Typically, these artificial structures depend on a sustained magnetic field to keep their shape, returning to their original form once the field is turned off. The North Carolina team, comprising researchers from NCSU and Elon University, wanted to design artificial magnetic cilia that exhibited the shape memory effect, enabling the creation of structures whose shape can be set, locked, unlocked and reconfigured, says NCSU professor Joseph B. Tracy.
The simpler the better
To fabricate such an array, the researchers embedded magnetic iron microparticles in a matrix of thermoplastic polyurethane shape-memory polymers. In contrast to more complex, lengthy and expensive template-based approaches for fabricating magnetic cilia, the North Carolina researchers used a self-assembly approach for simplicity—crafting the material into artificial cilia via solvent casting within the vertical magnetic field between two permanent magnets.
Next, the team programmed the permanent shape of the cilia by clamping the structures into a bent shape between two glass slides and annealing at high temperature. The permanent shape is maintained unless it is reconfigured and annealed at a high temperature again.
The magnetic cilia depend on heat for actuation, so the researchers used an 860-nm-wavelength LED to photothermally heat the magnetic microparticles in the structures. The cilia are rigid and maintain their preset shape at room temperature, but after three minutes of illumination from the LED, the cilia soften, allowing for actuation from the magnet placed beneath the cilia array.
In experiments, after the cilia reoriented to a different shape, the researchers turned off the LED, allowed the array to cool, and locked the cilia in a temporary shape that was preserved even after removing the magnet.
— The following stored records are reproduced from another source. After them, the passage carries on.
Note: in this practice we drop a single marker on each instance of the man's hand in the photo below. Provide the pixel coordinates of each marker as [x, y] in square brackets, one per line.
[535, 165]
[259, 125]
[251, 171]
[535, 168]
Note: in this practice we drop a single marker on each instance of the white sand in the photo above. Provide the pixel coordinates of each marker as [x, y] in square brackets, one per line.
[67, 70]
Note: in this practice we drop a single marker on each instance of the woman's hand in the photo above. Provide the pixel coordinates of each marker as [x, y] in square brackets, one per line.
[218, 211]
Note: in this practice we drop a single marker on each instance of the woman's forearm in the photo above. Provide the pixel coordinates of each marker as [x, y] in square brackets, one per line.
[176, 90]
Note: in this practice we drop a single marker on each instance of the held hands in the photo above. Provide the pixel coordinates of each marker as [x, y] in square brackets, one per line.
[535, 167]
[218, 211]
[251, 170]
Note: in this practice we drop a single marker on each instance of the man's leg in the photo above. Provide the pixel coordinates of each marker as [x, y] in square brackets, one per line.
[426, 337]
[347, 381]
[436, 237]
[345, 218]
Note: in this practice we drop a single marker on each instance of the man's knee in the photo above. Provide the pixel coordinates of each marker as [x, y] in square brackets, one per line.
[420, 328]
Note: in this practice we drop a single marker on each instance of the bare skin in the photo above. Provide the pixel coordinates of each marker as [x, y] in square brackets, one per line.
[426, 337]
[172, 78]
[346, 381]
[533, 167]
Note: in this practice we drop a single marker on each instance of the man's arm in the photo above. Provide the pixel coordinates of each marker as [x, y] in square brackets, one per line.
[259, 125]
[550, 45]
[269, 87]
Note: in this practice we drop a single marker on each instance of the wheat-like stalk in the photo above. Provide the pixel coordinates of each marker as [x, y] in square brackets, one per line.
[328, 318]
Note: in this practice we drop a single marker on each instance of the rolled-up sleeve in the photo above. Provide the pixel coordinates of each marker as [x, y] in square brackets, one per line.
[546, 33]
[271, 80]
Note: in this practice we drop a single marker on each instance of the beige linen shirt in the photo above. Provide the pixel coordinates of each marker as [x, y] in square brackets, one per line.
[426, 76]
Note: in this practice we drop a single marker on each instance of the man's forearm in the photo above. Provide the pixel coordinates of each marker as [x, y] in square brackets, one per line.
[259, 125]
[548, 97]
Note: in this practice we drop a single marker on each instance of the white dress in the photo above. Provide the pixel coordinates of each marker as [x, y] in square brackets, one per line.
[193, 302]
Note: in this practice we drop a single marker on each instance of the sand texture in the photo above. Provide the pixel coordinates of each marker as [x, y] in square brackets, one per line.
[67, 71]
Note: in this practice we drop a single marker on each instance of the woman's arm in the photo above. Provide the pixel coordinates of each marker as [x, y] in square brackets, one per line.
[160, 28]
Switching the LED on again, with no magnet, snapped the array back to its permanent shape. Although, the researchers note, there were some limitations to shape recovery.
Magnetic torques and forces
The use of optical masks, according to Liu, allows the researchers to “obtain more complex structures” by optically controlling a subset of the cilia. The team demonstrated this experimentally by spatially controlling the actuation of the microstructures using a magnet and an optical mask—in this case, a piece of aluminum foil with a 5-mm slit.
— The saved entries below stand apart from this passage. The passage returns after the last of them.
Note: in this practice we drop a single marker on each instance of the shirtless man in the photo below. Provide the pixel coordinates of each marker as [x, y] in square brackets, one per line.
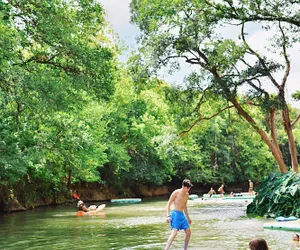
[221, 190]
[211, 192]
[250, 187]
[179, 217]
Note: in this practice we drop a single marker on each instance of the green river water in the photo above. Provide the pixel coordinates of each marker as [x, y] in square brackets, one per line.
[137, 226]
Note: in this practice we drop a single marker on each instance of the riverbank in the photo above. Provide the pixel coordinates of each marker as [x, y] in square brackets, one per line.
[29, 196]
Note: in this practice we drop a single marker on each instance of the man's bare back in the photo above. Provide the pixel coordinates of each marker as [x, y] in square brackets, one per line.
[180, 199]
[179, 218]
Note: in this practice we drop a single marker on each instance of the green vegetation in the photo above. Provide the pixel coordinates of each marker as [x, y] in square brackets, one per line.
[71, 114]
[278, 195]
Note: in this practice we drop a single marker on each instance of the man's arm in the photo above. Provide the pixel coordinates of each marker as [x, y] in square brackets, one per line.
[187, 213]
[171, 199]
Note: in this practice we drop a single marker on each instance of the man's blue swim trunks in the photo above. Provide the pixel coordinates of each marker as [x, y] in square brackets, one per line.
[178, 220]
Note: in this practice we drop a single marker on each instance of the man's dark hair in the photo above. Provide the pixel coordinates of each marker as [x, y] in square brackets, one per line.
[187, 183]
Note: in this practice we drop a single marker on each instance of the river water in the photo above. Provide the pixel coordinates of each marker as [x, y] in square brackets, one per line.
[137, 226]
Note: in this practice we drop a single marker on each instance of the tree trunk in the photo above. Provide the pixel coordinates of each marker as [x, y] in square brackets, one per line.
[275, 151]
[273, 130]
[292, 146]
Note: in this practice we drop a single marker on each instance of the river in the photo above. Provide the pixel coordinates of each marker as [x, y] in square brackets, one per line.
[137, 226]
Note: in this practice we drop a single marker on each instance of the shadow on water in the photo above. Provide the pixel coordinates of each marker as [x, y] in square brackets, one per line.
[136, 226]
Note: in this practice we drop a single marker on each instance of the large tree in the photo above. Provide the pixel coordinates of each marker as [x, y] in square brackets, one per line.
[54, 60]
[189, 30]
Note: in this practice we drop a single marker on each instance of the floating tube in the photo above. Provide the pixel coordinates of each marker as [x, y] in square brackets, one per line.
[281, 218]
[99, 209]
[213, 196]
[122, 201]
[283, 226]
[239, 198]
[193, 196]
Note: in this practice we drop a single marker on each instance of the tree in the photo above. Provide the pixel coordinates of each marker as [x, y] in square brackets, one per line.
[54, 61]
[188, 30]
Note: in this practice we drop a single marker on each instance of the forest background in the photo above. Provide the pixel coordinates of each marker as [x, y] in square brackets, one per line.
[72, 113]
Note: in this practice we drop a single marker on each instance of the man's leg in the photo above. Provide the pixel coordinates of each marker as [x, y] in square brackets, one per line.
[171, 238]
[187, 237]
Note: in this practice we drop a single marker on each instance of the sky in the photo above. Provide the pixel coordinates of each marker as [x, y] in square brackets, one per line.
[118, 15]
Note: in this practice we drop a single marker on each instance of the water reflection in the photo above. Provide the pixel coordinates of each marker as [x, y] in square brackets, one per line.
[137, 226]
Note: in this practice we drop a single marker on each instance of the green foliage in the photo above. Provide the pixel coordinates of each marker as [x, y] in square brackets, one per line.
[54, 60]
[278, 195]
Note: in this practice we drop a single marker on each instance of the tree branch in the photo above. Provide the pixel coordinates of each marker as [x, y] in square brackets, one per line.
[287, 61]
[294, 122]
[203, 118]
[261, 60]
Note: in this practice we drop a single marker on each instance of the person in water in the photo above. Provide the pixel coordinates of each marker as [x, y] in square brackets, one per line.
[211, 192]
[296, 237]
[221, 190]
[258, 244]
[82, 207]
[179, 217]
[250, 187]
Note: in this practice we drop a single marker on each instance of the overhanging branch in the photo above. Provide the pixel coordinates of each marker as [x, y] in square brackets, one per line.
[204, 118]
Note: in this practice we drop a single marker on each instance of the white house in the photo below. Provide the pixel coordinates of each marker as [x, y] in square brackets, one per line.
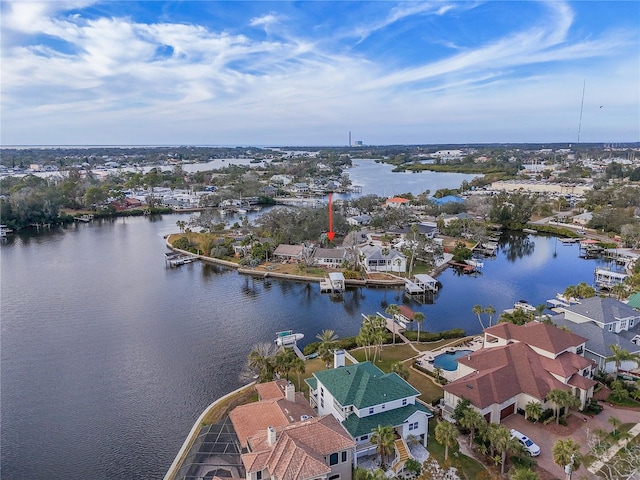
[379, 259]
[362, 397]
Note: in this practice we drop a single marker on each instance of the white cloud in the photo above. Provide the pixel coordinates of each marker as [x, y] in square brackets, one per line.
[121, 81]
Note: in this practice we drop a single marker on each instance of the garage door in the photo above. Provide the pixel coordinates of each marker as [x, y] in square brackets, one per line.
[506, 411]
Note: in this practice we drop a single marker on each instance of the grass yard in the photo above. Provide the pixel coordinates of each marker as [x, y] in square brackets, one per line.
[467, 466]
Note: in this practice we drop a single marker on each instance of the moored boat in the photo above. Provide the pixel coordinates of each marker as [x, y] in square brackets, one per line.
[287, 338]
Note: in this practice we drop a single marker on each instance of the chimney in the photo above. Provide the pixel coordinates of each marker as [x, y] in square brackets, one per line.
[338, 358]
[290, 392]
[271, 436]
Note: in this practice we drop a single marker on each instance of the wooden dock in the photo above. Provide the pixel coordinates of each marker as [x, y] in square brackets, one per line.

In addition to these experiments, the team developed a theoretical model to better understand the forces at work and how the cilia could be designed for specific applications, as well as to predict the cilia’s response to actuation. One major revelation from the model, according to Elon professor Benjamin A. Evans, is that the magnetic torques from the applied magnetic fields are stronger and dominate the effects of magnetic forces in the artificial cilia.
Essentially, the high aspect ratio and small dimensions of the cilia cause them to rotate and align with the field from the magnet, rather than being pulled toward the magnet. This is significant, says Liu, as it answers “fundamental questions about the roles of torques and forces in magnetic cilia.”
As for future applications of the team’s research, says Liu, “Our models will be useful not only for designing cilia for specific applications, but also for the design of magnetically actuated microrobots.”